Bernstein and like-minded journalists seem pretty much right to me. I think Romney's a repulsive slimeball, but he doesn't appear stupid, and his refusal to put forward policy prescriptions is as calculated as anything else he does. The circumstances are such that it's best for him to obfuscate, so obfuscate he will.
What's interesting to me, however, is that it's not just circumstances that encourage obfuscation. It's our whole system. After all, it's not like Obama is especially forthright about what he's going to do. His drug policy, as just one example, is a marvel of equivocation—he constantly says he's against draconian measures, and then keeps on with the draconian measures. I read political blogs all the time, and I'll be damned if I know one specific policy proposal he's made for his second term. His campaign is mostly about how he's already done great things and how Mitt is a jerk, not about a specific legislative agenda for the next four years.
Of course, any legislative agenda would be purely speculative, since Congress may not cooperate. The President isn't in a position to keep promises anyway, which has to be an important part of why candidates don't want to make them. Romney (and Obama) obfuscate not just because specifics may lose them votes. They obfuscate because they know they can't be called on it.

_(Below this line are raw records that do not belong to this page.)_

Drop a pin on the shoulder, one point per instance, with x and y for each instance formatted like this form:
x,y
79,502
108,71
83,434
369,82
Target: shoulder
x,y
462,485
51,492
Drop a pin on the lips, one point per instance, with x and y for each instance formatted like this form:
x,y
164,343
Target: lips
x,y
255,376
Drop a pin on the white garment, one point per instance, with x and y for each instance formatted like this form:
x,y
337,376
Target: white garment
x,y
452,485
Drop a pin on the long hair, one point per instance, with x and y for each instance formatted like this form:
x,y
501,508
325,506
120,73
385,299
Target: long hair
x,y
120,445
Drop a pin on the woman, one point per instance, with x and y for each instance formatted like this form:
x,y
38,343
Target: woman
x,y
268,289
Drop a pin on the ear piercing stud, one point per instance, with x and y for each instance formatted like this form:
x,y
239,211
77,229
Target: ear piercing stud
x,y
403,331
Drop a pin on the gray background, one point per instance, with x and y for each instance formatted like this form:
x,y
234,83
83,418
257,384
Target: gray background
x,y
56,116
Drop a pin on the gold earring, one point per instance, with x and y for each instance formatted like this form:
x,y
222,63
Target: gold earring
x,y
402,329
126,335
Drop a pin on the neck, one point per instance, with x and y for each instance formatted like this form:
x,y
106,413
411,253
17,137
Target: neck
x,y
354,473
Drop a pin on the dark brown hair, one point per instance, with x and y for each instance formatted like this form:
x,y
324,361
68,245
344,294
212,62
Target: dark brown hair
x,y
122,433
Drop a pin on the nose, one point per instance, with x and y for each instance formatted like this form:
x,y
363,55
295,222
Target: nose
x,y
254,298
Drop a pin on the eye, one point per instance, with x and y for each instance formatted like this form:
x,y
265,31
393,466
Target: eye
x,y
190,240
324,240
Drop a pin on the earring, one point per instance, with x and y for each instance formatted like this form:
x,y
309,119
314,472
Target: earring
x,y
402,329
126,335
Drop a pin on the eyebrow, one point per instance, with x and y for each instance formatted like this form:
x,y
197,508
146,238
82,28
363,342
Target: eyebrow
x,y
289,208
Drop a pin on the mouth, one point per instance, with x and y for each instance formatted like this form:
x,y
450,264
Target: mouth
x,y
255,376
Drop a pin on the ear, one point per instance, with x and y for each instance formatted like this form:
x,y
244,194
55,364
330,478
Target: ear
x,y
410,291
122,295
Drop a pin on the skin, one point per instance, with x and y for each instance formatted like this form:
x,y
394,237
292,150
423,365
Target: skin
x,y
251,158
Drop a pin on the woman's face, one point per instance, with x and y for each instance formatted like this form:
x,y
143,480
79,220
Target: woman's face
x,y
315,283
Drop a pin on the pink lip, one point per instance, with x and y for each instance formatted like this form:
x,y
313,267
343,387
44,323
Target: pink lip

America’s Founding Fathers, bless their paranoid little anti-tyrannical powdered wigs, separated the legislative power and the executive power, with the presumably unforeseen result that our chief executives aren't accountable for a legislative agenda. In Parliamentary systems, the parties stand for particular programs, and you vote them in to get the program, and vote them out when you want a different one. But in the U.S., you vote for some particular person, not for a series of policies—and as a result, the person has no interest in aligning themselves with the policies. On the contrary, the person wants to get as far away from the policies as possible. Why tie yourself down to unpopular or unworkable ideas that'll only make people hate you? Better to be vague and nice and assure everybody you'll do what they want so you can do what you want when you're in office ("what you want" in this case meaning, of course, "whatever is most likely to get you reelected.")
It's true that Romney's vision for improving America can be pretty much summed up by saying, "America would be better if Mitt Romney were president." The shallow self-regard is somewhat sickening… but it's de rigueur for any presidential candidate. Again, a presidential election is an election of persons, not policies, so anybody running has to figure that they are the best person to lead the country not because of their ideas or policies, but just because they are awesome. Maybe that's why, even by the standards of elected officials worldwide, American presidents seem remarkably narcissistic—even pathologically so in the case of such towering assholes as LBJ, JFK, and Nixon.
That doesn’t mean I'll be voting for Mitt. "Not necessarily any more of a psychopath than a number of former Presidents" is hardly a ringing endorsement, after all. To the minor extent the man's managed to articulate any policies whatsoever (on, say, immigration or Iran) I disagree with them. But most importantly, despite many caveats, I still like Obama personally. Shallow, perhaps… but we're a shallow country. The Founders programmed it that way.